Our aircraft is scheduled to cruise at .84 mach, or a little above eight-tenths of the speed of sound at that specific altitude and temperature. It is our normal cruising speed and we’ll stay at flight level 290 for at least an hour, when our weight will permit us to maintain .84 mach at a higher altitude. Generally, the higher the altitude, the more efficient the engines. The skies are also smoother, generally.

We know that Chicago has fog in the forecast, preceding a frontal boundary. We have a required alternate, just in case. As we pass Denver, I check current and updated weather for Chicago and it’s getting nastier. The weather at our alternate is getting nastier as well.

About an hour from landing, we get a notice about a holding pattern in the Chicago area because of greater time requirements for longer landing intervals. Our projection of fuel burn and endurance doesn’t fit what we’re hearing and I am given the task of finding a new alternate. The two pilots have their hands full with flying the aircraft. Radio traffic is heavy and it takes all my concentration to talk to our dispatcher, through a “radio patch.” It takes awhile.

The new alternate, Indianapolis, is acquired and we decide to land there, refuel and return to Chicago with enough fuel to hold for an extended period if necessary. Indianapolis is about 30 minutes beyond Chicago and we should be able to land, refuel and be back in the air in about a half hour.

All goes well with the plan. We’re back over Chicago, working our way through traffic to a landing.

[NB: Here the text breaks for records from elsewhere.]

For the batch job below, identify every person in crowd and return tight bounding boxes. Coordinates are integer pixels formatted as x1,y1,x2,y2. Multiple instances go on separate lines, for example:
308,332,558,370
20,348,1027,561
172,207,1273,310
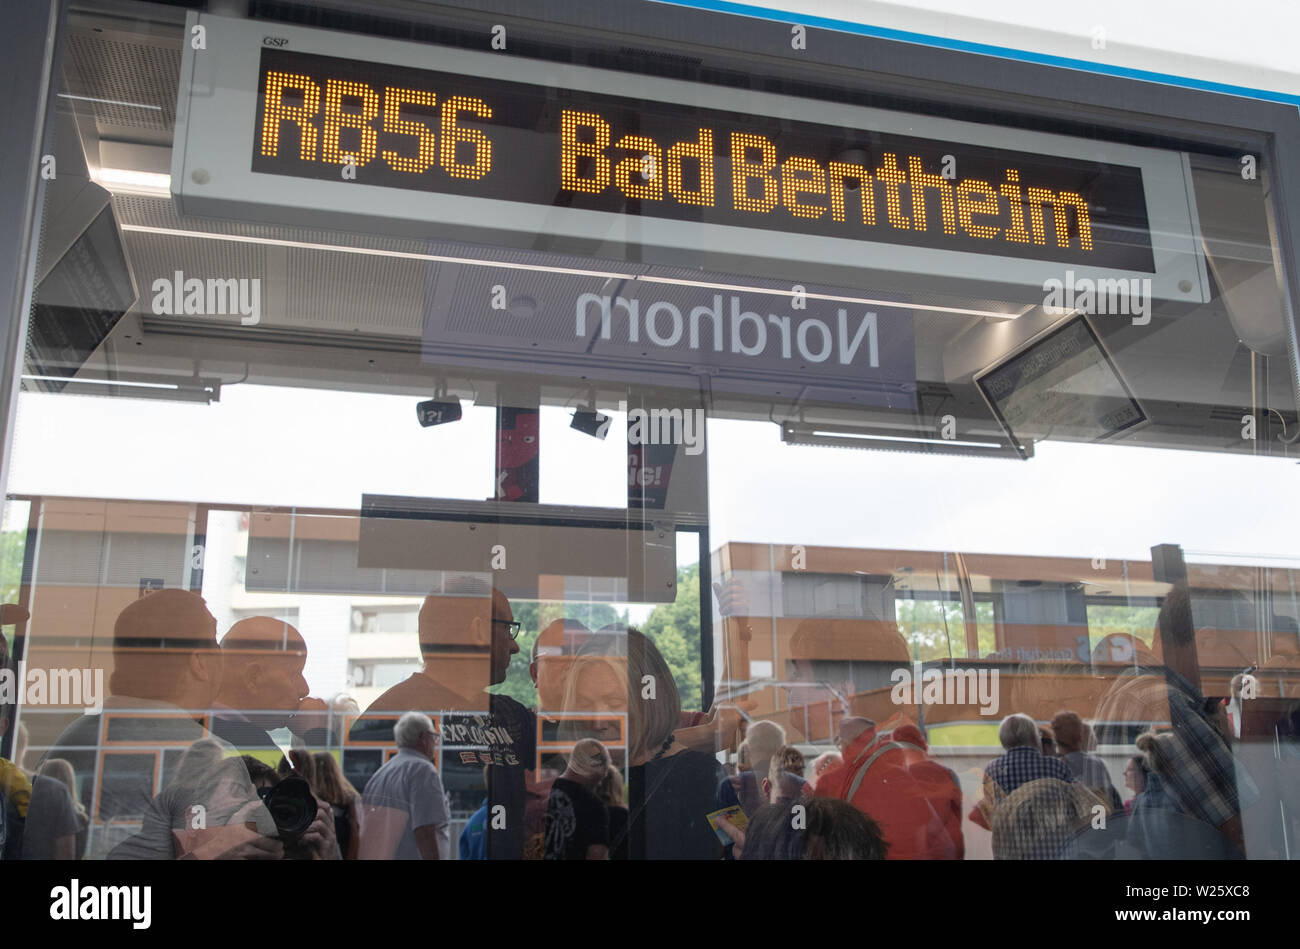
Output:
990,776,1100,860
817,715,963,860
716,720,804,817
41,590,285,860
359,711,450,860
1122,754,1148,816
765,749,810,806
565,626,724,860
984,713,1074,795
596,764,628,860
277,747,316,789
1129,733,1183,823
1038,724,1058,758
1095,583,1249,853
139,737,338,861
1,601,83,861
780,745,806,780
531,618,592,713
357,581,738,860
211,616,311,754
359,583,519,714
459,766,491,861
544,738,611,860
171,738,225,788
313,751,362,860
1050,710,1121,810
355,580,533,860
1,715,82,860
808,750,843,791
35,758,89,859
240,755,281,791
719,797,888,860
327,694,360,747
1124,730,1241,859
972,713,1075,831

The fog has not gotten worse but many of the flights that were scheduled to land had to go to an alternate for fuel also. We’re on the leading edge of the return group.

During the approach and landing, we become aware of a different atmosphere on the radio chatter. It’s barely noticeable, would be unnoticed by anyone other than professional pilots. It’s subdued, hushed even. After landing, during the taxi to our gate, we can see the flashing lights of a large number of emergency vehicles going and coming through the fog.

We learn that a North Central Airlines flight has crashed into one of the hangars on the field. The aircraft was almost inverted when it hit. We are a little subdued by this report.

Newscasts are full of interviews and on scene reporting. It seems the aircraft smashed into the hangar doors, behind which a musical marching group was practicing. By some miracle, some passengers survived. A few of the marching band were injured; some seriously. Our layover in Chicago is mostly somber; an aircraft accident is strongly felt in the airline community. The flight crews from North Central that layover in Chicago are also at our hotel. We’re community.

I feel for the loss of the families of those that died in the plane crash in Chicago. As those who have gone before me, both in the military and civil aviation worlds, I try to put the tragedy behind me, concentrate on the task at hand and say a little prayer of thanks.